Stellar Populations in Satellite Galaxies in Close Pairs
Anne E. Sansom, Ignacio Ferreras, Benjamin F. McDonald
TL;DR
This study tests whether satellite galaxies in close pairs exhibit conformity in stellar population properties by reanalyzing a high-S/N SDSS sample with new semi-empirical SSP templates that span a wide range of [$\alpha$/Fe]. By fitting 15 optical Lick indices to stacks of satellites at fixed velocity dispersion $\sigma$ and comparing two extreme mass ratios $\mu_1$ and $\mu_3$, the authors find robust age conformity: satellites around more massive primaries tend to be older by up to ~2 Gyr at the same $\sigma$, while metallicity and [$\alpha$/Fe] show no clear environmental offsets. This age conformity persists even when allowing [$\alpha$/Fe] to vary, and there is a suggested upturn in $[$\alpha$/Fe] at the lowest $\sigma$. A turnover in the age trends at the highest $\sigma$ implies environment-related processes in the most massive groups, offering a sensitive constraint for subgrid physics in simulations and for assembly-bias scenarios in galaxy evolution.
Abstract
Satellite galaxies that are near to massive primary galaxies in close pairs can have stellar population ages that are more similar to their primaries than expected.
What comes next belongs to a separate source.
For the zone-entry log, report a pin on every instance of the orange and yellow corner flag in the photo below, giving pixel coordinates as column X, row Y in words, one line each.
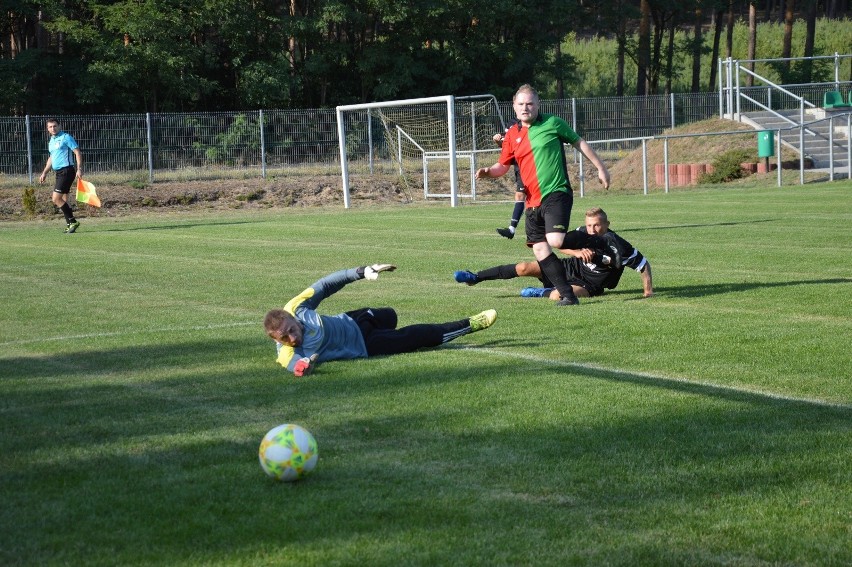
column 86, row 193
This is one way in which close pairs of galaxies show galactic conformity, which is thought to be driven by assembly bias. Such conformity is seen in ages, morphologies and star formation rates in different samples. This paper revisits a high signal-to-noise SDSS spectroscopic sample, by spectral fitting of new stellar population models, to investigate satellite galaxy properties of age, metallicity and alpha-element abundance. We find the clear signature of age conformity, as previously seen, but no clear evidence for conformity in metallicity or abundance ratios. The offsets showing age conformity are not caused by age-metallicity degeneracies. There is a suggestion in these data that lower velocity dispersion satellites have increased [alpha/Fe] compared to a control sample of passive galaxies, however this needs further observations to be verified. Our results also suggest an intriguing turnover in the age trends of the satellites at the highest velocity dispersion, perhaps reflecting the onset of environment-related processes in the most massive groups.